Success can be an illusion.
Little Chandler is very impressed by his friend Gallaher. So much so that he feels inadequate when he measures himself against his friend’s success. However, over the course of the story, readers can determine that Gallaher is not as impressive as Little Chandler makes him out to be. Gallaher has a prominent career but the fast-paced nature of his work has left him exhausted and caused him to age prematurely. He has the freedom to travel to various foreign cities but he consistently visits seedy locations when he is abroad. He has enough money to make a name for himself but his financial freedom seems to exacerbate his existing faults such as his promiscuity, his drinking, and his vulgar manners. Finally, he became a prominent journalist but appears to resent the profession because it “pulls [him] down.” This last point is perhaps the most jarring to Little Chandler (and the reader) because Little Chandler is particularly sensitive about the fact that his friend has managed to launch a successful writing career which he was never able to do. Through Gallaher, Joyce comments on the elusive nature of accomplishments and reminds his readers that success is often an illusion that covers up a much darker reality.
An obsession with the past can ruin the present.
Like many characters in Dubliners, Little Chandler is unhappy with his life. And, like many characters in Dubliners, he is the one to blame. Little Chandler has a clerical job that he finds dull and uninspiring. His real passion in life is literature, specifically poetry, and he resents himself for not pursuing a writing career. The narrator explains that Little Chandler used to study poetry in his youth but that he gave it up when he got married.
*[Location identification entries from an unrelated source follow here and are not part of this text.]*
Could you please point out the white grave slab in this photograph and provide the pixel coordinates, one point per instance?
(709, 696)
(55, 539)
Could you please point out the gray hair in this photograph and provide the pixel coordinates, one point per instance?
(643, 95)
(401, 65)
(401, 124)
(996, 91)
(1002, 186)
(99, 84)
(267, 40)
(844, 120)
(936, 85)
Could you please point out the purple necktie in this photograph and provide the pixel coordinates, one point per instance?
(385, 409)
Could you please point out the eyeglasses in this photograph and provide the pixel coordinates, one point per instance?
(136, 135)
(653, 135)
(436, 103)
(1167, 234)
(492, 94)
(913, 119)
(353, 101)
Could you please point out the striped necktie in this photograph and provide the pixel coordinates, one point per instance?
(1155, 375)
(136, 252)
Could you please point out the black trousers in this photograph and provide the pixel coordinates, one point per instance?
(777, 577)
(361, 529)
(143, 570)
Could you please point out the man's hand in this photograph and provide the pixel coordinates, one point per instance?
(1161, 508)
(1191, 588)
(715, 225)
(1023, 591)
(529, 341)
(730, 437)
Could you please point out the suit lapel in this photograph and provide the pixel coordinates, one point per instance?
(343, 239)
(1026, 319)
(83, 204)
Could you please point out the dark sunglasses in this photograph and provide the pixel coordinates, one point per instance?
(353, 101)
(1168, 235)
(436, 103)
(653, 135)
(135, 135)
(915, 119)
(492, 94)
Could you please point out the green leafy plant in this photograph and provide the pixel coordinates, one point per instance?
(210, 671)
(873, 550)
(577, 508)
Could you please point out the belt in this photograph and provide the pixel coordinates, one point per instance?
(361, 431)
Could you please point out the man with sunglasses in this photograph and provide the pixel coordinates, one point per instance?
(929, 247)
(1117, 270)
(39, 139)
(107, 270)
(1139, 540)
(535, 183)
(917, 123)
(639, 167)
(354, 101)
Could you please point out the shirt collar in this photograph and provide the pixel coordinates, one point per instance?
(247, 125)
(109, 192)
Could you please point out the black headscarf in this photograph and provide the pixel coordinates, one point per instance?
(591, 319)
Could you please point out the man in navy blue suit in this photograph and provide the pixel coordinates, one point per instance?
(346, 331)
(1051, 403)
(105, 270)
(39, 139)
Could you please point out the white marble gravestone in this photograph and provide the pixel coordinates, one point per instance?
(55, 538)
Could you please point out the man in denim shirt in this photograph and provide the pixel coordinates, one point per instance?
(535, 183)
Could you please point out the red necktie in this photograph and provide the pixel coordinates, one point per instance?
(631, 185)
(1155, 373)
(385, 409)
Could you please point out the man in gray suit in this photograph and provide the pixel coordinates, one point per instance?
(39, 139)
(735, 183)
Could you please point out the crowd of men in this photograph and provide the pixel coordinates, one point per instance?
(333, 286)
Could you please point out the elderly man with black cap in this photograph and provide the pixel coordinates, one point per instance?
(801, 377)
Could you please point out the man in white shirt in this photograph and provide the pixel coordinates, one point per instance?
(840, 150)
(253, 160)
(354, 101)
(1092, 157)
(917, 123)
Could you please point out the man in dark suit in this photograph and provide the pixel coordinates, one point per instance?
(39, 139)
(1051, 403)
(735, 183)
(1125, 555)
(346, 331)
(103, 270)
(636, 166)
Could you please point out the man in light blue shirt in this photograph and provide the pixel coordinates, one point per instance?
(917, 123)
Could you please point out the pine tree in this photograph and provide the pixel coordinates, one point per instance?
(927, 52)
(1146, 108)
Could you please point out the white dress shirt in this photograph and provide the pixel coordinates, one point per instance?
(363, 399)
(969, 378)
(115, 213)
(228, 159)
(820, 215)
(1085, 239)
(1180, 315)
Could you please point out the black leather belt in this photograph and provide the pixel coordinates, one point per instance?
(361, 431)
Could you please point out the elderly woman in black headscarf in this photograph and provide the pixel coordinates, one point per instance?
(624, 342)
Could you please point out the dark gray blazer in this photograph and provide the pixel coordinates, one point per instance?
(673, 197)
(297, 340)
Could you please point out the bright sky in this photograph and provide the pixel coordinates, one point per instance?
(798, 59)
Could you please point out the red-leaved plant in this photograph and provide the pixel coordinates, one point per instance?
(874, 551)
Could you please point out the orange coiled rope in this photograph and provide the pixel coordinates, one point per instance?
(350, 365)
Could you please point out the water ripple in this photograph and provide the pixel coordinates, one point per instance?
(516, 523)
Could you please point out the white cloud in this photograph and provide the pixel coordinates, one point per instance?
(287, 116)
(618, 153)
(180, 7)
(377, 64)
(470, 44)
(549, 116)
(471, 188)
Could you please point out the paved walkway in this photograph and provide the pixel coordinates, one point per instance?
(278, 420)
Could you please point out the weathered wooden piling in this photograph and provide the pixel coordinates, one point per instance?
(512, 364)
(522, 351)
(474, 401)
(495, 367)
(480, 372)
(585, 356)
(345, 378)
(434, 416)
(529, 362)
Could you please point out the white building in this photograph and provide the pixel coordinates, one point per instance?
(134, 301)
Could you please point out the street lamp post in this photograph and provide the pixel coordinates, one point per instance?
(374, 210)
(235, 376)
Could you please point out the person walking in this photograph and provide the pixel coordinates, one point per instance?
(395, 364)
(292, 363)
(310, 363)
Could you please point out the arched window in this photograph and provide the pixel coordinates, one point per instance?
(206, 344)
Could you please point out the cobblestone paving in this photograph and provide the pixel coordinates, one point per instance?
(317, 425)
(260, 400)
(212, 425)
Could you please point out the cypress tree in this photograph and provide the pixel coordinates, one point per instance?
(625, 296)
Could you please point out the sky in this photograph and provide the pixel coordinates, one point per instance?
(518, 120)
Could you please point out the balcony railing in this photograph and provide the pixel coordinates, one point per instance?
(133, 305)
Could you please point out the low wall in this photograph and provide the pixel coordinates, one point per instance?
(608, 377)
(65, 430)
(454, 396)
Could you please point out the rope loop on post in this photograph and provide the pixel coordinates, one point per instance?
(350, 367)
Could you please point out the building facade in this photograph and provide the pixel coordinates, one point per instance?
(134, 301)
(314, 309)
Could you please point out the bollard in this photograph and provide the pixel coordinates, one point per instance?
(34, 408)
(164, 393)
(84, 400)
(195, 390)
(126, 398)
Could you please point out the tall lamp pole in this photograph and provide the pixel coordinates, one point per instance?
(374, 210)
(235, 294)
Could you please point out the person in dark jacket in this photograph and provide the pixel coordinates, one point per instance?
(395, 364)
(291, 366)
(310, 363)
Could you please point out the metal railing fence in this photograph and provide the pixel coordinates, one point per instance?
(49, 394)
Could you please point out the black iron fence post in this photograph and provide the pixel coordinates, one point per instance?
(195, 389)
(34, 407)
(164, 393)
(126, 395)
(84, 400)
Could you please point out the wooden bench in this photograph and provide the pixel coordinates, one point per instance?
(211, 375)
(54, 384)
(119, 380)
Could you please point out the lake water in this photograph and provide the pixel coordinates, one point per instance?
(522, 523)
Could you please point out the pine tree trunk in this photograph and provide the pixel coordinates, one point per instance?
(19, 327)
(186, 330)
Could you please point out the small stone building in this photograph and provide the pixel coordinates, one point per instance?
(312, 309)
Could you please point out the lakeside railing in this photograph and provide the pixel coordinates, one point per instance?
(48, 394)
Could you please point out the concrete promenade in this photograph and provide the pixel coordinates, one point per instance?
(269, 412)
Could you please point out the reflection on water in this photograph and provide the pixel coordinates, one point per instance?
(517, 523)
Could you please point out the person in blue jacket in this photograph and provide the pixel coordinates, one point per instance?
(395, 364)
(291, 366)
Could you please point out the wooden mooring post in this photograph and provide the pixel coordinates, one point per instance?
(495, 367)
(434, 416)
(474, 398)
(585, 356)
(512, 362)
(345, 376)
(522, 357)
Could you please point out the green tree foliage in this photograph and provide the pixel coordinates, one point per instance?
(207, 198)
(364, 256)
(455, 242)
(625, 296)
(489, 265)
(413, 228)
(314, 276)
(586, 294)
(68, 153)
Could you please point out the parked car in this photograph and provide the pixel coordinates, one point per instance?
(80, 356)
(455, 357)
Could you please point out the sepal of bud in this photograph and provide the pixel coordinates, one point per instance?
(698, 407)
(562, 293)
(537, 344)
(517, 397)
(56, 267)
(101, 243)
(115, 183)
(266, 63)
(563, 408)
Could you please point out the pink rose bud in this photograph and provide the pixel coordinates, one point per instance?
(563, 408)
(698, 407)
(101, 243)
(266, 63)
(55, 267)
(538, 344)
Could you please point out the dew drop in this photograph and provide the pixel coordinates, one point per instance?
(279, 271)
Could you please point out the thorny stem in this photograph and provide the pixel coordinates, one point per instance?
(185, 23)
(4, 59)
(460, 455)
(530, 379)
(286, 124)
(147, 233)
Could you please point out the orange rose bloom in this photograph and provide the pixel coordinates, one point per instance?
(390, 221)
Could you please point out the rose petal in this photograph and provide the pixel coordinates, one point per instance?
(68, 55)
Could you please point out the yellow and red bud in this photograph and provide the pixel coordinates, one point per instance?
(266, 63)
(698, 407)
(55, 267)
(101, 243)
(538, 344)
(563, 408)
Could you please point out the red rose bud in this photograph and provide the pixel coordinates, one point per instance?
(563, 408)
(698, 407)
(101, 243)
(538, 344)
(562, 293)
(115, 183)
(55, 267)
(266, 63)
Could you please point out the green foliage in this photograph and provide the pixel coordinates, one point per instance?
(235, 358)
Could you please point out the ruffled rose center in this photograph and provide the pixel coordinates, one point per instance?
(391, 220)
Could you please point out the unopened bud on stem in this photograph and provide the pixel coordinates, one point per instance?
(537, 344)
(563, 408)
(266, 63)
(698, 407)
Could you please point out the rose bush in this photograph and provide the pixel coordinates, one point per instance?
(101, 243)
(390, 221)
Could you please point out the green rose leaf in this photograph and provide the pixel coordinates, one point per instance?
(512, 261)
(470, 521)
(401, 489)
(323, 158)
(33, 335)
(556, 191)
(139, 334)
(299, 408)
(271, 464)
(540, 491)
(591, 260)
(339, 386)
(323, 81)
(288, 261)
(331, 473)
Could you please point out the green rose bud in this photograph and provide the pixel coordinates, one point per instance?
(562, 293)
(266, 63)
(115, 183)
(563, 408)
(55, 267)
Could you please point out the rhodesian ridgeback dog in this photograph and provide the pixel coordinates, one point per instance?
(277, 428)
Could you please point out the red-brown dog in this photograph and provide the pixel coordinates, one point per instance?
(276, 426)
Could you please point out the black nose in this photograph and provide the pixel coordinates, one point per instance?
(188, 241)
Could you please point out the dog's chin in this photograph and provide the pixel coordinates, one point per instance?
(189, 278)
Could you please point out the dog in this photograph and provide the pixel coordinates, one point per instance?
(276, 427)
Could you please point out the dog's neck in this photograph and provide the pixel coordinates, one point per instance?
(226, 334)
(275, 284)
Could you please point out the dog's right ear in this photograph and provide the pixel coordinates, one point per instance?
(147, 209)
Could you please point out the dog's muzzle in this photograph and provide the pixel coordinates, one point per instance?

In a revealing moment at the start of the text, Little Chandler reflects that he is often “tempted to take [a poetry book] down from the bookshelf and read out something to his wife” but he never does. This deceptively insignificant moment reveals the depth to which Little Chandler has caused his own unhappiness. Little Chandler had lofty dreams of becoming a famous poet, something that is statistically unlikely. So, instead of simply enjoying poetry as a hobby and sharing it with his loved ones, he cuts it out of his life completely in an unsuccessful attempt to cure his inferiority complex. Like many Dubliners protagonists, Little Chandler has the tools at his disposal to improve his life but he is too caught up in his own problems to do so. Instead, he fixates on the past to such a degree that it ruins the present.
Money is divisive.
Joyce wrote Dubliners to offer a realistic depiction of what life was like for the Irish middle-class in the early 20th century. It is no surprise, then, that many of his short stories include class commentaries. For example, “A Little Cloud” emphasizes the divisive nature of money. Little Chandler is envious of Dublin’s wealthy elite. They make him feel self-conscious because he feels that they look down on middle-class Dubliners like himself. One would assume, then, that Little Chandler’s resentment towards Dublin’s upper class would make him empathetic towards Dublin’s lower class. This is not the case. At the beginning of the short story, Little Chandler leaves his desk and walks down a bustling Dublin street on his way to meet Gallaher. On his journey, he passes “decrepit old men” sleeping on benches and hordes of “grimy” children playing in the street. Based on Little Chandler’s characterizations, one can determine that these people are meant to represent Dublin’s poorer population. Little Chandler does not have any sympathy for the poverty stricken Dubliners, however, and judgmentally refers to them as “vermin.” Through Little Chandler, Joyce comments on the divisive nature of money and the lack of empathy and connection between the different financial classes.